In most cases, people start to question how to create passive income on limited income? They consider their jobs as their primary source of income. You have to start using a part of your actively earned income into generating passive income on a regular basis. You will be surprised at how fast your residual income will grow if you start out early.
Your investments will multiply if you apply the power of compounding properly. A dollar a day if invested correctly will make you a millionaire before you retire.
If you are new to the stocks and mutual funds, then I advise you to go for investing in indexed funds using Dollar Cost Averaging. This strategy gives highest returns with minimum amount of risk. Let me explain:
Indexed funds are a type of mutual funds with a portfolio constructed to match or track the components of a market index, such as the Standard & Poor’s 500 Index (S&P 500). An index mutual fund provides broad market exposure and low operating expenses as no fund manager is involved.

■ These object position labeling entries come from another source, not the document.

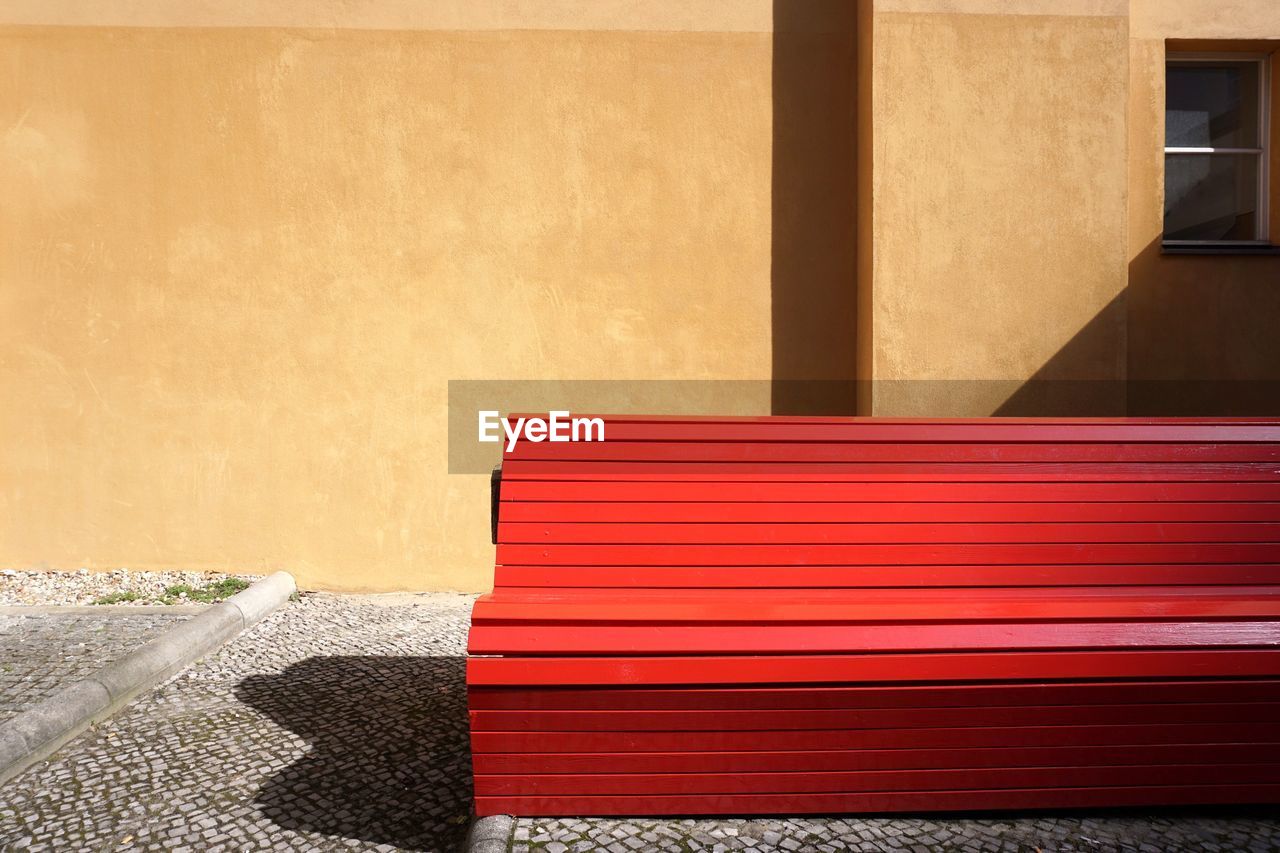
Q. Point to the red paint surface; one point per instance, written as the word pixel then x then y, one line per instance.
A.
pixel 818 615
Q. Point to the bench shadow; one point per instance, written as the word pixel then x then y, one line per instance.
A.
pixel 388 757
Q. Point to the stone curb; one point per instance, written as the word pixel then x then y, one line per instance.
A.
pixel 40 730
pixel 490 834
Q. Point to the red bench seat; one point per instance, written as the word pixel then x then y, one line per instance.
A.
pixel 850 615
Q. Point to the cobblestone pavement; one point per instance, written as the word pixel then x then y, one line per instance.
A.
pixel 1150 833
pixel 341 724
pixel 42 652
pixel 333 724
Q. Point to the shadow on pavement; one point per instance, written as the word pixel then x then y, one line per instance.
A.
pixel 388 760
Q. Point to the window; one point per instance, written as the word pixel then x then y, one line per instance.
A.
pixel 1216 149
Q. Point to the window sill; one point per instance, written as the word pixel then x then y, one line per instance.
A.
pixel 1178 249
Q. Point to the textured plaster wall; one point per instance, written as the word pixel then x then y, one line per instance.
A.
pixel 238 267
pixel 1202 329
pixel 997 206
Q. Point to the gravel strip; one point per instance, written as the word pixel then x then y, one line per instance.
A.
pixel 83 587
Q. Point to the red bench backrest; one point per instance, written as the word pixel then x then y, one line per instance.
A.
pixel 809 502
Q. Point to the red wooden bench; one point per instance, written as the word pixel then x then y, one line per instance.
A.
pixel 842 615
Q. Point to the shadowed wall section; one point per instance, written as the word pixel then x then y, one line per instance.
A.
pixel 813 259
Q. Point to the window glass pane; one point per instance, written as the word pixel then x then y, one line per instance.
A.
pixel 1211 196
pixel 1211 105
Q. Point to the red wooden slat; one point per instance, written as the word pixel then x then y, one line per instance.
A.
pixel 888 471
pixel 795 669
pixel 918 605
pixel 516 492
pixel 986 553
pixel 877 430
pixel 973 737
pixel 768 452
pixel 833 639
pixel 880 802
pixel 874 576
pixel 753 720
pixel 810 614
pixel 872 780
pixel 803 533
pixel 941 696
pixel 835 760
pixel 886 512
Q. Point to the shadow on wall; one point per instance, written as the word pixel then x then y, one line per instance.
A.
pixel 1200 340
pixel 814 206
pixel 388 760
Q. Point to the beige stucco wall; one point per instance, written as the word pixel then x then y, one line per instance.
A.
pixel 241 256
pixel 1202 329
pixel 999 203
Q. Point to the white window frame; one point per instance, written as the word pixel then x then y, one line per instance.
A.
pixel 1264 153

The lack of active management generally gives the advantage of lower fees and lower taxes in taxable accounts. This increases your returns as an investor. It has been found that indexed funds outperform funds managed by fund managers as there is no human intervention and mistakes.
Dollar Cost Averaging
This technique involves buying a fixed dollar amount of a particular investment on a regular schedule, regardless of the share price. More shares are purchased when prices are low, and fewer shares are bought when prices are high. Eventually, the average cost per share of the security will become smaller and smaller.
Dollar-cost averaging lessens the risk of investing a large amount in a single investment at the wrong time. No financial expert has been able to predict the behavior of stock market accurately.
Dollar cost averaging will reduce your risk considerably. In dollar cost averaging, you will need to decide on three parameters: the fixed amount of money invested each time, the investment frequency, and the time horizon over which all of the investments are made. The longer the time horizons, the better are the results—the minimum recommended period is 12 months.
The best way to start building residual income is to combine investing in indexed mutual funds using dollar cost averaging strategy. This way you will get the highest returns with minimum risk. Many fund managers will advise you against this strategy because they do not benefit from it.
Take the human element out of investing – let the market magic work. It has shown time and again that index funds beat the performance of most fund managers. The exception to the rule is Warren Buffet! If you can find a fund manager backed with 20 years track record of beating the market then go for it … I am yet to find one.